По-счастью, это был не панический ужас, лишающий рассудка, и не липкая жуть, склеивающая члены, а вполне оправданный, можно даже сказать, рациональный страх, заставляющий оставаться предельно внимательным и собранным.
Главное – не расслабляться.
Ни на минуту.
Ни на миг.
Темной ночью они шли по Усопшим Землям. Из оружия у них имелся только Регинин пистолет и выкидной нож, что лежал в кармане Хамерхаузена.
Фонаря, и того у них не было.
Впрочем, включать фонарь все равно было опасно. Яркий свет привлекал местную живность, чье поведение отличалось не только предельным любопытством, но и крайней агрессивностью. Как будто все они неделю ничего не жрали и теперь готовы были наброситься на все, что кажется хотя бы мало-мальски съедобным.
Например, на пару рамонов, которых занесло сюда не просто по воле случая, а по самому невероятному стечению обстоятельств.
Хотя, с другой стороны, это можно было назвать и чудом. Потому что на самом-то деле они должны были быть мертвы. Гравитационные мины разрывают в клочья все, что оказывается в зоне их поражения.
Им повезло.
Повезло?
Ну, да, чертовски повезло!
Возле самого кордона айвур подкинул вверх квад, в котором они находились, и это снизило поражающий эффект гравитационной мины. Квад крепко покорежило. Айвура разорвало на куски. А Хамерхаузен с Региной оказались по другую сторону кордона – в Усопших Землях.
Прогулка по Усопью вовсе не входила в их планы. Они были к ней не готовы. Но вернуться назад они не могли.
Оставаться возле горящего остова квада было смерти подобно. На свет огня и запах горелой резины живенько начали сползаться местные твари, одна другой противнее. Единственным шансом на спасение оставалась попытка затаиться в темноте. С тем чтобы, когда рассветет, вернуться к кордону в надежде, что спутники станут их искать и, может быть, задержатся до утра. Все вместе они придумают, как им пересечь кордон в обратном направлении. Валтору ведь это удалось. Правда, как именно, Прей так и не рассказал. Ну, да ладно, не один же он такой башковитый.

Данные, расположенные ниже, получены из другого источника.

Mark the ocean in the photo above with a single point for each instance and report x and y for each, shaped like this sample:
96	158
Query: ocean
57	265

Вот только для того, чтобы вернуться туда, где лежал сгоревший квад, нужно было сначала дожить до рассвета. А что-то подсказывало Вииру, что сделать это будет совсем не просто. То, что до сих пор они не столкнулись нос к носу ни с одним из обитателей Усопших Земель, многие из которых наверняка ориентировались в темноте гораздо лучше людей, ровным счетом ничего не значило. Хищник мог неслышно следовать за ними по пятам, выбирая момент для нападения. Или, затаившись, ждать, когда они сами к нему придут. Смерть в Усопье не должна была красться на двух или четырех ногах. Она могла упасть сверху и даже вырасти из-под земли. В общем, вариантов сгинуть предоставлялось много. Гораздо больше, чем шансов на спасение.
Но пока они еще были живы. А значит, игра в прятки со смертью продолжалась.
Вывернувшаяся из руки ветка хлестнула рамона по лицу. Хамерхаузен невольно подался назад и что-то тихо прошипел сквозь сжатые зубы.
Из темноты послышалось ответное шипение. Тихое, но вполне отчетливое.
Хамерхаузен замер.
Затаился.
Попытался представить, будто он вообще перестал существовать.
Кто-то из старых рамонов рассказывал, что дикие звери реагируют на некие биотоки, излучаемые мозгом. Если ты сам сумеешь убедить себя в том, что ты мертв, то и зверь в это поверит. А падалью хищники не питаются.
Хотя не исключено, что это только рамонская байка. Хамерхаузен ни разу не встречал человека, которому действительно удалось таким образом обмануть зверя. Пусть даже обычную домашнюю кошку.
Шипение послышалось снова.
Но откуда оно доносилось? Хамерхаузену вновь не удалось определить направление.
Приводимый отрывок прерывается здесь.